Bashing intellectuals is a well-established tradition on the right and a darned fun parlor game. Books by conservative pundits deriding eggheads generally sell well. One sits atop The New York Times’ best seller list as I write. But if we want conservative criticism of the intellectual class grounded in thorough social historical understanding, we would do well to pass beyond the best-selling pundits and to seek more profound sources.
 
Thomas Molnar’s The Decline of the Intellectual should be on a short list for anyone seeking to understand the role played by intellectuals in the political, economic, and cultural revolution of modernity. The key involves the relationship of the intellectuals to the new social class that emerged as dominant throughout the West in the wake of the democratic revolutions.

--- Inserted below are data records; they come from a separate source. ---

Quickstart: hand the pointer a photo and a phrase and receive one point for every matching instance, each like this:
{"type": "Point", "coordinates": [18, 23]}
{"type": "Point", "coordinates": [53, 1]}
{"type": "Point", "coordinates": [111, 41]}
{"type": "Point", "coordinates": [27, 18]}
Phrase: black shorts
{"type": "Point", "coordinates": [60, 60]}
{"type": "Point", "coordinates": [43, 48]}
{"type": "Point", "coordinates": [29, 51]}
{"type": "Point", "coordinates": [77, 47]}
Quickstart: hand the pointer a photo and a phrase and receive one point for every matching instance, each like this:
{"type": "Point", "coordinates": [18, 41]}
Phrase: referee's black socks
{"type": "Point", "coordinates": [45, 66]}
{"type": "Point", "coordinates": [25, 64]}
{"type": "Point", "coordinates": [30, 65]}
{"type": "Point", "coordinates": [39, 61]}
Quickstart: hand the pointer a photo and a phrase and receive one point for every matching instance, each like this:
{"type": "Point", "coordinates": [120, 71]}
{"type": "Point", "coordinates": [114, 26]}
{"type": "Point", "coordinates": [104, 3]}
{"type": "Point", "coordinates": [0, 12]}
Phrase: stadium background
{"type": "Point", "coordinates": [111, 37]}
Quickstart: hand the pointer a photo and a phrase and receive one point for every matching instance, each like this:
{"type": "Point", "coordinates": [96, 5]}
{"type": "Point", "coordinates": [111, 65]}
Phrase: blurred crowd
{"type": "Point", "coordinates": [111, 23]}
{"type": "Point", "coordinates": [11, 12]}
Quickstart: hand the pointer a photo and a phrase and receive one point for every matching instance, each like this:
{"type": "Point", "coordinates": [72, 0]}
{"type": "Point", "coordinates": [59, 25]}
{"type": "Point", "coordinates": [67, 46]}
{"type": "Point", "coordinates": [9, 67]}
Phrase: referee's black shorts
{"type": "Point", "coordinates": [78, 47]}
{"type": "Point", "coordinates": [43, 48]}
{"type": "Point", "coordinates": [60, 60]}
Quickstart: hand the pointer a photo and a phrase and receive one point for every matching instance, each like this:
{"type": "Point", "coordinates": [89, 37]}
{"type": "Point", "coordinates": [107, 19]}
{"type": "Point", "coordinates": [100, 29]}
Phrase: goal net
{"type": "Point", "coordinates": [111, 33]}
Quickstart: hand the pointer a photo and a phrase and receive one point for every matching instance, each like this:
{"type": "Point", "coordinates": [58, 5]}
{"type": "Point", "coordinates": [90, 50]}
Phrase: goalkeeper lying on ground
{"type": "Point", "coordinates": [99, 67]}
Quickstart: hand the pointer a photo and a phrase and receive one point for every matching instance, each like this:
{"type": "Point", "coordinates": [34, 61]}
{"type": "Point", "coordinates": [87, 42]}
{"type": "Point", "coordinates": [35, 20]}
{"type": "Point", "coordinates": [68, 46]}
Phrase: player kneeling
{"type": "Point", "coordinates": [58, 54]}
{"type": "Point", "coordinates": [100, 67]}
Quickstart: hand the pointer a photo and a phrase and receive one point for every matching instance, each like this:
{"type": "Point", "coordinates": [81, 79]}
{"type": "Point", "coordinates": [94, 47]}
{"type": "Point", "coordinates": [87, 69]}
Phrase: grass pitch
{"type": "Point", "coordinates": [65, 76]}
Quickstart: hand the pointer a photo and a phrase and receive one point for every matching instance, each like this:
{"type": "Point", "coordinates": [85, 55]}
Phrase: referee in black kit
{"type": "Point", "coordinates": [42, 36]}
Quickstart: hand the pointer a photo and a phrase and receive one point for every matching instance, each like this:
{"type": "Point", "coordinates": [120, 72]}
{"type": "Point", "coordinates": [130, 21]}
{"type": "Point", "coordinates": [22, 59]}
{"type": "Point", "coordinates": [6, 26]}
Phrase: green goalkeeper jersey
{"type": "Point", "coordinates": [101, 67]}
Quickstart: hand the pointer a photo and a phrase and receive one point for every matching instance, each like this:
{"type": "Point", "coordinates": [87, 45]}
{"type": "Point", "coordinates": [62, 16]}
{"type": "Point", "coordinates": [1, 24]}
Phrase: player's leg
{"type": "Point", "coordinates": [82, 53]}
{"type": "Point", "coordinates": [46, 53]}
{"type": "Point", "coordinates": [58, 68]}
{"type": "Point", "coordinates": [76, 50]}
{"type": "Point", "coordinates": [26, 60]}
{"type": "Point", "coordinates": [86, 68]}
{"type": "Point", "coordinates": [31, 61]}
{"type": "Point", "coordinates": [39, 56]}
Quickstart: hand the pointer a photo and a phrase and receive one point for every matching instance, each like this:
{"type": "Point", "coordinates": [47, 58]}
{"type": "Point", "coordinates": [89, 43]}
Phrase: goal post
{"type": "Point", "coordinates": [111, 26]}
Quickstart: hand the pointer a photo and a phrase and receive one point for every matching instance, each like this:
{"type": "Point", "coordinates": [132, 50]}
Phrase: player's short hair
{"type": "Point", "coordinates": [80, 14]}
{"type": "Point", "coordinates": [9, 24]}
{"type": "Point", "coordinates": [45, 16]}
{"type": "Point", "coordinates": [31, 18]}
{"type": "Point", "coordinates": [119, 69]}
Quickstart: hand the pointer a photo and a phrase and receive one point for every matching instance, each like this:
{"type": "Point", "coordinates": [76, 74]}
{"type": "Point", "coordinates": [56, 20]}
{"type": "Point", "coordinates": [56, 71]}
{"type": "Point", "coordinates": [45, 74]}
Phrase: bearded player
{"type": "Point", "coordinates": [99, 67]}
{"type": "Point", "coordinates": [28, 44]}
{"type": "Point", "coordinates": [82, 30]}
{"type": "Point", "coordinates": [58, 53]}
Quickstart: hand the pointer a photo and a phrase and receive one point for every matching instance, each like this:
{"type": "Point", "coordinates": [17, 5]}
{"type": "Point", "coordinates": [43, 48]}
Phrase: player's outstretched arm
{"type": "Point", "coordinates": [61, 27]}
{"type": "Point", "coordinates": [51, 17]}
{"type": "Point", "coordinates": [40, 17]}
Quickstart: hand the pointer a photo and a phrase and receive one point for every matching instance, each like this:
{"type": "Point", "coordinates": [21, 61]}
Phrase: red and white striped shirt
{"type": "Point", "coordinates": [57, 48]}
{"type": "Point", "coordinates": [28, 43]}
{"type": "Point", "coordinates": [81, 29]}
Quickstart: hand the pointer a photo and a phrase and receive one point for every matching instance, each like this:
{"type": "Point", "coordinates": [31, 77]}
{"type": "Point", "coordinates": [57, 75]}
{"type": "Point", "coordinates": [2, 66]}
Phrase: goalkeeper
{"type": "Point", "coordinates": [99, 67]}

This was the bourgeoisie, made up of the commercial classes who came to wealth, status, and power because of the perfect fit of their materialistic worldview with the Industrial Revolution. As the bourgeoisie became the social and cultural force driving Western societies, the intellectuals, who formerly relied on the patronage of aristocratic elites, hitched their wagon to this new ruling class group. The radicalism of the intellectual class was thereby assured.
 
For the bourgeois, material accumulation is the purpose of life and the evidence of a life well-lived. The intellectuals provided them the new doctrines and technologies to solidify their rule based on that ethos. Humans had always sought peace, unity, and prosperity, but the bourgeoisie’s triumph meant that what had been a largely unattainable ideal, whose incompleteness was explained and assuaged spiritually, was now presented as an eminently realizable end—if only the drags on human accomplishment could be removed.
 
What drags? Cumbersome things like religious faith, traditional hierarchical structures, and authority with the pedigree of centuries. Also needed is an understanding of man rooted in awareness of his severe limitations. The intellectuals wielded two new religions to replace the old faith: Science and Democracy. But polytheisms have a way of evolving into monotheisms, and in the time since Molnar’s writing, the second of these gods, in a transformed incarnation of Social Justice, has emerged as the one true deity. One that calls Science itself to heel if it poses any obstacles to the perfectly uniform utopia of Equity.
 
To fully understand just how corrosive to the traditional cultural order our contemporary intellectual class is, one must read Molnar.